The Back to the Future films are three of the most iconic movies ever made, rightly beloved as classics even now – 35 years after the first movie debuted. They’re all full of quotable dialogue, incredibly memorable scenes, brilliant character beats and wonderfully knotty timey wimey shenanigans.

It’s a wonder, then, that it’s taken so long for a board game to come along and properly do it justice. It’s no surprise that Ravensburger have been responsible for getting it to the tabletop though, given their current track record of licensing iconic movies and treating them very well indeed; their games are no mere cash grabs, being brilliantly satisfyingly thematic designs that are full of references to the classic properties they’re based on.

Dice Through Time definitely doesn’t buck that trend, thankfully. Like Jaws, Jurassic Park: Danger and Horrified before it, the designers have a clearly love for – and knowledge of – the source material. It really does shine through, even from the moment you open the box – to be greeted by a letter from Doc Brown himself, printed on the underside of the board, explaining the premise of the game. It’s a beautiful touch and only the first of many that you’ll notice and appreciate as you play the game.

The game itself is pretty simple to learn, with the aim being to collect temporally displaced items and return them to their proper place in their original time period. The four time periods – 1885, 1955, 1985 and 2015 – each have locations and time specific events that reference scenes from the movies, with players ensuring that major events are ‘repaired’ before collecting the items that need to be delivered.

It’s a co-operative game, with 2-4 players each having their own set of dice that they’ll use to ensure that fix events, collect items, move between time periods, remove paradoxes and displace the various Biffs (and Buford ‘Mad Dog’ Tannen in 1885) before the ‘Outatime’ meter reaches 12. There’s some really clever mechanics at play here – one of my favourite being the ability to leave a die (or multiple dice) in a location that can then be used by players who find themselves in the same place in a future year. Meeting your past or future selves – ie moving into the same place as another player – also causes issues with the timeline in another thematic touch, moving the Outatime marker two spaces towards certain doom.

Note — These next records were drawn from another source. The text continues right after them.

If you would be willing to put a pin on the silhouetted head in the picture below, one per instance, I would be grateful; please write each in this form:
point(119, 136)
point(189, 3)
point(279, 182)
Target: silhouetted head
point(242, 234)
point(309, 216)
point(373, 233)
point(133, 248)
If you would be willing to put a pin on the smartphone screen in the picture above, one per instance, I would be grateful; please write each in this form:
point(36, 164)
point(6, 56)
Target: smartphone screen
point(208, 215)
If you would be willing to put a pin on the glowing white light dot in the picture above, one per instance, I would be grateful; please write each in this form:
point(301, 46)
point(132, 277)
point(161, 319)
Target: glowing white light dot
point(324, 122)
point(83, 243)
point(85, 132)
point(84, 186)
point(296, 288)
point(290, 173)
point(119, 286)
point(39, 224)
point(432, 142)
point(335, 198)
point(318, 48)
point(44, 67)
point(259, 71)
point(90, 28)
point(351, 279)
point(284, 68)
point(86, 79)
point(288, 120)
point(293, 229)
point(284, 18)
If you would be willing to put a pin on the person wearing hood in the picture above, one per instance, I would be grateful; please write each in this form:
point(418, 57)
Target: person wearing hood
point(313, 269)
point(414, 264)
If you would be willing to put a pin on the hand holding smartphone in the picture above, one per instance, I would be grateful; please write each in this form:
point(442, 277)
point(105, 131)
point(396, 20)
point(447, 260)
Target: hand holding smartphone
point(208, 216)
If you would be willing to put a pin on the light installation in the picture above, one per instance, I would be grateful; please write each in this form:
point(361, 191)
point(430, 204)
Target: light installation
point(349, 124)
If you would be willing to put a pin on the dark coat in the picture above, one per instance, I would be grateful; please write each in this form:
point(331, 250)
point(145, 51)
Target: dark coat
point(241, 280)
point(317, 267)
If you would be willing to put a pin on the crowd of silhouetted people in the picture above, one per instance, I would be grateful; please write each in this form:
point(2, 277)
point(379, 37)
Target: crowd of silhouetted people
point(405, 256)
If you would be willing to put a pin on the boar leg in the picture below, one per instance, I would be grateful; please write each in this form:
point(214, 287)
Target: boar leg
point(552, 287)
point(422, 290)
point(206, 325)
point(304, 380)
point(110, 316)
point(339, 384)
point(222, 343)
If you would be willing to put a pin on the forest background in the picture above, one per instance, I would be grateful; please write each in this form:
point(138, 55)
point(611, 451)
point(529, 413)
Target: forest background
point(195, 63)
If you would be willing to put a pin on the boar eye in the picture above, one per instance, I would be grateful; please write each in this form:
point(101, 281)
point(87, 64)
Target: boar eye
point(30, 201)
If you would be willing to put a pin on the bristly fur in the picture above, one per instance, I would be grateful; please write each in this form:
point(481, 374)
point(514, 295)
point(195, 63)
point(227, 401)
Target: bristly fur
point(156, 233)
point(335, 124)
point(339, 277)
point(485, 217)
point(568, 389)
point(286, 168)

There are various difficulty levels too – in a co-op game, there’s not usually too many ways to vary the difficulty and quite often the challenge level is pitched very high to ensure that players don’t get bored with repeatedly winning – however, much like Horrified, the difficulty level in Dice Through Time is easily adjustable if needed.

The components are generally of a very high quality – as is to be expected from Ravensburger – but I did have an issue with how thin the event and item cards were; they do seem a little flimsy. I may be nitpicking here, but I also found an issue with the plastic stands used for the Biff characters and the Outatime marker – a few of them are a little loose, which saw them having to be reattached quite often.

However, neither of these issues detracts from the game at all – which is a wonderfully designed, beautifully illustrated and brilliantly thematic game that’s infused with such a great deal of care and attention in even the smallest of details. It plays quickly, is easy to teach and has a great deal of player interaction that’s a good change from the more antagonistic interaction seen in competitive, rather than co-operative, games. I can’t stress enough how much more accessible it’s made with the inclusion of a themed player aid and turn summary for everyone who’s taking part too.

For Back to the Future fans, this is nigh on unmissable. Absolutely wonderful – and another triumph for Ravensburger.

Many thanks to Ravensburger for providing me with a copy of Back to the Future: Dice Through Time for review purposes.